Nível de excitação, cooperação e comportamento[1]

Overdoses de anfetaminas são classificadas clinicamente com uma avaliação pragmática da excitação ou sedação do paciente após o tratamento. Isso é importante porque, se não forem tratadas, os efeitos psicoestimulantes das anfetaminas tomadas em excesso podem atrapalhar as tentativas de diagnosticar e tratar o paciente. A Escala de Agitação-Sedação de Richmond (RASS) é um escore amplamente reconhecido e utilizado para esse objetivo:[1]

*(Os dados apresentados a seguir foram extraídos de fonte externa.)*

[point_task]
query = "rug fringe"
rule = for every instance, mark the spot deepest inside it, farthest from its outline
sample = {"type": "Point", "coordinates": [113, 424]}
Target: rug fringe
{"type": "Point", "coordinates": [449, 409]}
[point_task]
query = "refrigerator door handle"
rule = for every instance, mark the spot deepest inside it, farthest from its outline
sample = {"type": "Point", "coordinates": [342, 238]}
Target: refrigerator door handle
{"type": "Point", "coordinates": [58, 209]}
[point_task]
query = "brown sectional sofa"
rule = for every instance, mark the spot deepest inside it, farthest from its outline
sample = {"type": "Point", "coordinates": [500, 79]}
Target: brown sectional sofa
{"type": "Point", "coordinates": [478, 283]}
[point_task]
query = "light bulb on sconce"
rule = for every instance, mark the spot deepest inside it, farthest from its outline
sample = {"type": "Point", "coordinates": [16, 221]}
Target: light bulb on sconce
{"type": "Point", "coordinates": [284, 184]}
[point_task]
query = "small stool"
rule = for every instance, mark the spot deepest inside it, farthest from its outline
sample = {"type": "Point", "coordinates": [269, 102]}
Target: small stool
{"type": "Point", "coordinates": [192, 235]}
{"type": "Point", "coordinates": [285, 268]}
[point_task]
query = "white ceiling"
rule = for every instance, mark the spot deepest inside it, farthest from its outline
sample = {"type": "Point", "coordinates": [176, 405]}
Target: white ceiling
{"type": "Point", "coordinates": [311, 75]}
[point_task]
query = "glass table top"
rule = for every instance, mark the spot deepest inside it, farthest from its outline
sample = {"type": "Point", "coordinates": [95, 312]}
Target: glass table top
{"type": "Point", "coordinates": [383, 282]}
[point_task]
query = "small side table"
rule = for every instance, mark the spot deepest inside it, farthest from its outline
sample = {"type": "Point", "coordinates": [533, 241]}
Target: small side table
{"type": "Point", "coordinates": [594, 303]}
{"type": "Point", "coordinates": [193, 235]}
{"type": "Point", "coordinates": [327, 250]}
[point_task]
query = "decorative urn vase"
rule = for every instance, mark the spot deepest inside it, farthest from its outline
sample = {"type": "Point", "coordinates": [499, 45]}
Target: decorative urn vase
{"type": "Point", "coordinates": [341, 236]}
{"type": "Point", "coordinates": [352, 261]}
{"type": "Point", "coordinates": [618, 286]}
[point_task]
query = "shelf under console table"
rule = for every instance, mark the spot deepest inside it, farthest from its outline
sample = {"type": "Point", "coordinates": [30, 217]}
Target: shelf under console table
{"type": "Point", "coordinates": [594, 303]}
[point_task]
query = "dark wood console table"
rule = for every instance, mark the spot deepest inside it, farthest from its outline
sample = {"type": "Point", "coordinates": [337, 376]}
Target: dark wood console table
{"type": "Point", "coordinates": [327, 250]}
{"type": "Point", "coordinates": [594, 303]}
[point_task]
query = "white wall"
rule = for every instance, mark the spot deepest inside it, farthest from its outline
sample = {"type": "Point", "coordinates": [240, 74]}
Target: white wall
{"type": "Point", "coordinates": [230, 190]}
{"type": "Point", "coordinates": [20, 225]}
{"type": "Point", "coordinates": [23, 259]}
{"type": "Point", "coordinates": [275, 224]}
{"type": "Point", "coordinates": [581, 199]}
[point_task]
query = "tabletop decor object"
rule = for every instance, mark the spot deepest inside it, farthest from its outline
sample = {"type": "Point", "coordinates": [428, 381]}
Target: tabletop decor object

  • +4 (combativo): visivelmente combativo ou violento, oferece perigo imediato para o pessoal de enfermagem

  • +3 (muito agitado): puxa ou remove tubos ou cateteres ou apresenta comportamento agressivo para com a equipe

  • +2 (agitado): movimentos frequentes sem uma finalidade ou assincronia paciente-ventilador

  • +1 (inquieto): ansioso ou apreensivo, mas movimentos não agressivos ou vigorosos

  • 0 (alerta e calmo): presta atenção ao cuidador espontaneamente

  • -1 (sonolento): não está totalmente alerta, mas apresenta despertar sustentado (>10 segundos) com contato visual ao som da voz

  • -2 (sedação leve): acorda brevemente (<10 segundos) e faz contato visual ao som da voz

  • -3 (sedação moderada): qualquer movimento (mas sem contato visual) ao som da voz

  • -4 (sedação profunda): ausência de resposta ao som da voz, exceto por qualquer movimento à estimulação física

  • -5 (não despertável): ausência de resposta ao som da voz ou à estimulação física.